O que se seguiu é apenas mais um exemplo daquelas curiosas situações que a vida nos apresenta, nas quais só conseguimos alguma coisa depois que desistimos de consegui-la. No momento mesmo em que anunciou aos sawis que iriam embora para evitar derramamento de sangue, Richardson descobriu o inesperado: os selvagens na verdade possuíam, sim, um método infalível, embora doloroso, de promover a paz completa e sem desconfiança; e decidiram usar esse método extremo apenas quando perceberam que essa era a única maneira de impedir a partida dos missionários. O método era simples, assim como a lógica subjacente ao mesmo: a única maneira de assegurar um estado de coexistência plenamente pacífica consiste em entregar um filho ao inimigo. Sim, pois o homem que faz isso está ao mesmo tempo demonstrando confiança irrestrita e provando ser ele próprio digno de receber em troca essa mesma atitude. Isso é, como eu disse, muito doloroso, pois os pais sawis, apesar de tudo, amam seus filhos, como qualquer ser humano faria. Mas bastou que um pai de cada aldeia levasse seu filho e o colocasse sob os cuidados de um guerreiro da aldeia adversária, e todas as disputas terminaram.

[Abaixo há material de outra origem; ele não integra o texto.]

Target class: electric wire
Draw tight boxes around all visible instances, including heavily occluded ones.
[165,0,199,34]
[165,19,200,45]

Foi assim que Don e Carol contemplaram, quase incrédulos, a cessação súbita não apenas de todos os atos de violência entre os membros das duas aldeias, mas também de todos os rancores e mágoas resultantes de contendas anteriores, e mesmo de qualquer indisposição ou cara feia. Homens que no dia anterior estavam prontos a matar um ao outro agora sorriam afavelmente e trocavam presentes, sem falsidade e sem medo. Tudo isso por causa de dois bebês cujas vidas agora eram sagradas, e que os novos anfitriões protegeriam com mais ardor que às de seus próprios filhos. Os sawis dão a cada um deles o nome de tarop tim - um filho da paz. Contra ele não haverá traição; atentar contra a vida de um tarop tim é o pior crime que se pode cometer no universo dos sawis. E, enquanto ele viver, a paz entre as duas partes reconciliadas está garantida. Do ponto de vista da antropologia cultural isso talvez não passe de mera curiosidade ou problema científico. Mas não pareceu assim a Don e Carol Richardson; foi graças a isso que eles puderam permanecer entre aqueles que já haviam aprendido a amar, e foi também graças a esse estranho acontecimento que puderam, mais tarde, falar àqueles nativos sobre Alguém que um dia também propôs uma reconciliação enviando seu Filho para viver no meio de seus inimigos.